Tax havens under attack: Germany vs Switzerland

published on the Institute of Economic Affairs (IEA) blog, March 2009

Switzerland and other so-called “tax havens” have finally succumbed to international pressure and threats to be “blacklisted” by the OECD. Banking secrecy laws will now be weakened, which will make it easier for tax authorities elsewhere to get hold of their fiscal renegades. On hearing the news, Germany’s finance minister, Peer Steinbrück, triumphantly commented: “It is not even necessary for the cavalry to ride out.

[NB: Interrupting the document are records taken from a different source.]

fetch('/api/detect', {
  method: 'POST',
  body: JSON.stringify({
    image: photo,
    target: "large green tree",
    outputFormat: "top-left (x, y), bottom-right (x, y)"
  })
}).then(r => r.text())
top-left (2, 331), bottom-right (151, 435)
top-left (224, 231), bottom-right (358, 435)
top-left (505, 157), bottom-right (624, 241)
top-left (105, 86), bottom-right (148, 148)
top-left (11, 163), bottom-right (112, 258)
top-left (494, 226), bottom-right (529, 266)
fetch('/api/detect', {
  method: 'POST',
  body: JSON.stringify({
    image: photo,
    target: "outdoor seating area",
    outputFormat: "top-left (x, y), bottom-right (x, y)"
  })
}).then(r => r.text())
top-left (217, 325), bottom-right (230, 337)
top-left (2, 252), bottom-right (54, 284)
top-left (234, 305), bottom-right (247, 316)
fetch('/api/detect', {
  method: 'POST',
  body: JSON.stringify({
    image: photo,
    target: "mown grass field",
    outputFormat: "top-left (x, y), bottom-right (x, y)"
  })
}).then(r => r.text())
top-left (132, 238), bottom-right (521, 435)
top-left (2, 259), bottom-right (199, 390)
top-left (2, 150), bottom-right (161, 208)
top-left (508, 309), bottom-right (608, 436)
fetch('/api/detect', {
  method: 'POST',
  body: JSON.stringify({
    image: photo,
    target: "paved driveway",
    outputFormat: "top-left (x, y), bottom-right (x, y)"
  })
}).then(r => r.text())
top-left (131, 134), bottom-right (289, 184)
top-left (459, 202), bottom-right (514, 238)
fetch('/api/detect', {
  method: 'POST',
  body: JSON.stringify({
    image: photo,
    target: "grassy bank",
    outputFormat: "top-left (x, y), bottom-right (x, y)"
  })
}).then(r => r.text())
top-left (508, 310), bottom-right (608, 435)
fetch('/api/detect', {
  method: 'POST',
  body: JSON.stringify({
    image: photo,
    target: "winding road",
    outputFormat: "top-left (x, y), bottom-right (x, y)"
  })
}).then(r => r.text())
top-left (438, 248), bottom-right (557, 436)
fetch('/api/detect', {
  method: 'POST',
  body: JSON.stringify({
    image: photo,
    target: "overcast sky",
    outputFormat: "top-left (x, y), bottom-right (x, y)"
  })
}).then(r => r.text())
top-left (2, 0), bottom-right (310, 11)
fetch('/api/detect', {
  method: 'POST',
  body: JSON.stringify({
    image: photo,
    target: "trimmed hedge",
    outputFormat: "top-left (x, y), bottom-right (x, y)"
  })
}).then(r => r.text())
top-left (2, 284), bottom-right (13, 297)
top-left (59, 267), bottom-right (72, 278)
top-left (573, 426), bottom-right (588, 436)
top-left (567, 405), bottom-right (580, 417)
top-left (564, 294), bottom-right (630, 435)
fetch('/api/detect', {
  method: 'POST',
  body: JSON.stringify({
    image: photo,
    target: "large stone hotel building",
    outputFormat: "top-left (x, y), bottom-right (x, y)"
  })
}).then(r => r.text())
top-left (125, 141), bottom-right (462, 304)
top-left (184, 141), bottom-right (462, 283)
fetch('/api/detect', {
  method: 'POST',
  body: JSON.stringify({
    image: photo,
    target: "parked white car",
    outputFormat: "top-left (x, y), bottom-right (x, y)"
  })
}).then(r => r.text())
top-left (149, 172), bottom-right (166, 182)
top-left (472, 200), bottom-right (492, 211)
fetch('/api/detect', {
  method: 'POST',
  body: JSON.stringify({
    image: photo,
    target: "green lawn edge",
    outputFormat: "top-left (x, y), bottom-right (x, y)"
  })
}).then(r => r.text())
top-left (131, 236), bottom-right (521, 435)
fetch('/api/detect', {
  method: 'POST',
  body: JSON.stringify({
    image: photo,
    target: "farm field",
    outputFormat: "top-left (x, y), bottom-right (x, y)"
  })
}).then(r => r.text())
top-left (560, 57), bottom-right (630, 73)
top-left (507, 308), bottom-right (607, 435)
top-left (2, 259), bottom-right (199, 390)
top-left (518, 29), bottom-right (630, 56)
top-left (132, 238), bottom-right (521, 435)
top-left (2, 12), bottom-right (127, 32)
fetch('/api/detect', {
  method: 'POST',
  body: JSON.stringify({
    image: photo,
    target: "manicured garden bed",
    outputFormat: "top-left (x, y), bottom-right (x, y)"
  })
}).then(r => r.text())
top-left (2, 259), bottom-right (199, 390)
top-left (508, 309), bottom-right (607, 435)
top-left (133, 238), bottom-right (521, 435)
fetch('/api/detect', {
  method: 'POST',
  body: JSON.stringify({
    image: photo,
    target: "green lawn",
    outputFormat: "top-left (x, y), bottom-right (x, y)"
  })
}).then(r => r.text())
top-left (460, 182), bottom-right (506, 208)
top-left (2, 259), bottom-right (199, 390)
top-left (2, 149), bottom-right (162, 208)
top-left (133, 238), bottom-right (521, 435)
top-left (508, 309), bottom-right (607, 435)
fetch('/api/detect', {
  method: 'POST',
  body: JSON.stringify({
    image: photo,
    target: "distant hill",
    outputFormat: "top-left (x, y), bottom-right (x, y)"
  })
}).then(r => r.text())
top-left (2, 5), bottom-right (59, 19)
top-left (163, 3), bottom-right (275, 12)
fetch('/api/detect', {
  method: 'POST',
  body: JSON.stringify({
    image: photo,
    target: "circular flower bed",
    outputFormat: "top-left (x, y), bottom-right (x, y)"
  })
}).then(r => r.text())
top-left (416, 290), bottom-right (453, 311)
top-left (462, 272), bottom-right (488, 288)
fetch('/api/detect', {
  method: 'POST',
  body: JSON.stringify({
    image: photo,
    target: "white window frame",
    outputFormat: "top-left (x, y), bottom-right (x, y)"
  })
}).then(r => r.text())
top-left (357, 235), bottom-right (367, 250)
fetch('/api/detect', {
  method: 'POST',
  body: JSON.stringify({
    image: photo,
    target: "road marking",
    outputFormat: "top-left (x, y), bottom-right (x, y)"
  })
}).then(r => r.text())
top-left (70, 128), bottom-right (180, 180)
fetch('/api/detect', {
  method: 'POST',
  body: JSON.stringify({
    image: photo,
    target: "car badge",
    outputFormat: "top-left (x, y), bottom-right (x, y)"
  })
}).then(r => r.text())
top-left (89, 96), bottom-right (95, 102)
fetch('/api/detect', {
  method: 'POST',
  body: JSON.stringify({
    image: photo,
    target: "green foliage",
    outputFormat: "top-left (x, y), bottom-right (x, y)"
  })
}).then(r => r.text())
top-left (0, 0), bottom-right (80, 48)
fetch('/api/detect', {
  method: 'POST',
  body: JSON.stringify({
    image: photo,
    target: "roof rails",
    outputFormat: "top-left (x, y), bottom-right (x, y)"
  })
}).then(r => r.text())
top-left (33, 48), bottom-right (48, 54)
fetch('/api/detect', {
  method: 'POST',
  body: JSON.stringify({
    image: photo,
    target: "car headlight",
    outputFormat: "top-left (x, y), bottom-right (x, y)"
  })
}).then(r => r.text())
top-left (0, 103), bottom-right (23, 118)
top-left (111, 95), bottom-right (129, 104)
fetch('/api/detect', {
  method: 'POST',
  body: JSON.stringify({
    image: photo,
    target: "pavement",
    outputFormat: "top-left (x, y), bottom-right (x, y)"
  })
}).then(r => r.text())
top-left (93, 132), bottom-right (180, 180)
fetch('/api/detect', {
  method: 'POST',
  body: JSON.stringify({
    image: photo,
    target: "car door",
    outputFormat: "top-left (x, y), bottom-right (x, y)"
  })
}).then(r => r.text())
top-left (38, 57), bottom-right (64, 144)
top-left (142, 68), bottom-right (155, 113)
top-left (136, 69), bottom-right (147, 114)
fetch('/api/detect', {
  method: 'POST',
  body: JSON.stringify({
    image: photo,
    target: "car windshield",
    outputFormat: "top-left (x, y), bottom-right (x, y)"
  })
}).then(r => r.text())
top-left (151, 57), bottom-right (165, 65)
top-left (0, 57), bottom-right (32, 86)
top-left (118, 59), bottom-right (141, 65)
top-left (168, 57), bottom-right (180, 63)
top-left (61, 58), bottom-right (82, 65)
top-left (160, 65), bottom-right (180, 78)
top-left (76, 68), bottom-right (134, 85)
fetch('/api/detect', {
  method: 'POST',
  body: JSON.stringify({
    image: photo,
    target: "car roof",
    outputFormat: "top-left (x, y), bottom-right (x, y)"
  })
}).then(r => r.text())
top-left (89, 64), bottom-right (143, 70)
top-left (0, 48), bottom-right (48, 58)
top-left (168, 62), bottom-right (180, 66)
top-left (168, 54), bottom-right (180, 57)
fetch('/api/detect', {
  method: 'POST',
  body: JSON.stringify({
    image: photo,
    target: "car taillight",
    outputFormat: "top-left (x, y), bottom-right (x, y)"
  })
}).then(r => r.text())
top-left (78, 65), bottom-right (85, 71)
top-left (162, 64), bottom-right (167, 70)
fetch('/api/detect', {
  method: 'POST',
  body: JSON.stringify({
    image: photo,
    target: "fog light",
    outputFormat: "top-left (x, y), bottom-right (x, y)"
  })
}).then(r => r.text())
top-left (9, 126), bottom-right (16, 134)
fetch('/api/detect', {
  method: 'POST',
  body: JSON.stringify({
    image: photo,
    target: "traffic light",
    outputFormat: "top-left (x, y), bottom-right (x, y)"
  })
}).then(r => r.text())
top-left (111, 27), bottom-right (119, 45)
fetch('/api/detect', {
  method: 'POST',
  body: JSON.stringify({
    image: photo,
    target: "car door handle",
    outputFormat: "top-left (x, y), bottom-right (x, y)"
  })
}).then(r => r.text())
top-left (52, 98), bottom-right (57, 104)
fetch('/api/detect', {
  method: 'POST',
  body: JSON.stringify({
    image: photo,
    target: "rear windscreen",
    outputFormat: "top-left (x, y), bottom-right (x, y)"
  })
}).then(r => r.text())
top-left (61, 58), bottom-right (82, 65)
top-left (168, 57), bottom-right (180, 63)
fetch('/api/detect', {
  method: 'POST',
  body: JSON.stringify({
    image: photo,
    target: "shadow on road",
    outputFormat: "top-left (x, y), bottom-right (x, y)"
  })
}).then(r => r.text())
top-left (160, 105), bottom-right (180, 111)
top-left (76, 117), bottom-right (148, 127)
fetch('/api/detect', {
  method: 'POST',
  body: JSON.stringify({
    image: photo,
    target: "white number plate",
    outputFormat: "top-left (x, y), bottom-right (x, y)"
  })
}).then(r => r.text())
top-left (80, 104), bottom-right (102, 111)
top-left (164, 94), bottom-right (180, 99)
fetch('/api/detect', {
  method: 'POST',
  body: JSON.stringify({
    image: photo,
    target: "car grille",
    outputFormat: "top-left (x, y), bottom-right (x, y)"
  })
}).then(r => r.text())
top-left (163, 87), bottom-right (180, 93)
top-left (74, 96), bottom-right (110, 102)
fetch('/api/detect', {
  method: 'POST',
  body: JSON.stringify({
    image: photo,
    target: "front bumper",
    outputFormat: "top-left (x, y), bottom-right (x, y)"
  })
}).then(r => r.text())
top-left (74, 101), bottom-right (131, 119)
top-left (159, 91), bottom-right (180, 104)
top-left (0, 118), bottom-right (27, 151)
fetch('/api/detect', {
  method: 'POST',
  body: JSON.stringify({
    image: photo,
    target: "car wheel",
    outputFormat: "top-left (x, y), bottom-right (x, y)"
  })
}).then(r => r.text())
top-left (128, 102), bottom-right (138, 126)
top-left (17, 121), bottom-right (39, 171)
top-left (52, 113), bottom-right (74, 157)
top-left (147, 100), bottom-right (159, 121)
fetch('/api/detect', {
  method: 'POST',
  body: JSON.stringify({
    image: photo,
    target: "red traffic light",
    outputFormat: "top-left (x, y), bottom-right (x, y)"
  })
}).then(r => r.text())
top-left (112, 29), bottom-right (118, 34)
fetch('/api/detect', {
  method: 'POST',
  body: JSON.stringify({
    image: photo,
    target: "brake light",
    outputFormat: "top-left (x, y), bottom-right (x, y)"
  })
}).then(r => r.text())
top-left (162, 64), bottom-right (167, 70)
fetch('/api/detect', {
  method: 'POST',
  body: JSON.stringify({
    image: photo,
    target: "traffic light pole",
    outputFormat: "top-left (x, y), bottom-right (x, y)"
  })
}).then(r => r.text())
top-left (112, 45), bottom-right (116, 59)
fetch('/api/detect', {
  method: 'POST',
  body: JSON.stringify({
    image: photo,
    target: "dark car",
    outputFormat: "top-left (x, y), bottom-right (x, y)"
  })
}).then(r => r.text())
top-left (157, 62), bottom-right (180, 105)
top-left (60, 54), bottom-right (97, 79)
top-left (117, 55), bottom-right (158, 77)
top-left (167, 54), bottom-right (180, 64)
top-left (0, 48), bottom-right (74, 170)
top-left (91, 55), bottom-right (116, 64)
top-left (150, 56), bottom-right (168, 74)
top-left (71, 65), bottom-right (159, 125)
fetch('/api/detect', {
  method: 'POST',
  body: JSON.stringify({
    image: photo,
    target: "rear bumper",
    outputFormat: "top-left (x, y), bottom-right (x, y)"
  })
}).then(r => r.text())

It is sufficient if the Indians know that the cavalry is there.”

His remarks caused a furious outcry in the Swiss press and a minor diplomatic scandal. For this isn’t the first time that this crusader against tax oases has criticised his southern neighbour. In October last year, he threatened to “crack the whip” if the Swiss were unwilling to cooperate.

So what is it that makes Steinbrück so obsessed with this small pocket of wealth in the Alps? Is it really just the banking secrecy laws which are at issue? Or does it anger him that each month Germany is losing thousands of highly skilled, productive taxpayers to the Swiss? Is it the well-known aversion of policy-makers, especially in high-tax nations, to tax competition in general?

At the end of the day, Switzerland, by its sheer success, exposes the deceit of big-government advocates in Germany and elsewhere. In high-tax countries it is often asserted that current public expenditure levels are indispensable to maintain the high standard of public services. But if this is the case, why is it that Switzerland, where government spending amounts to 36% of GDP (as opposed to 47% in Germany), manages to provide infrastructure assets, hospitals, schools and universities which are at least as good as their German counterparts, if not better? Could it be that governments do a better job if they are under fierce competitive pressures, through legal tax competition or even the threat of tax evasion?

The chairman of the Liberal Party in the German parliament got it right when he said “the problem is not the oasis, the problem is the deserts around it.”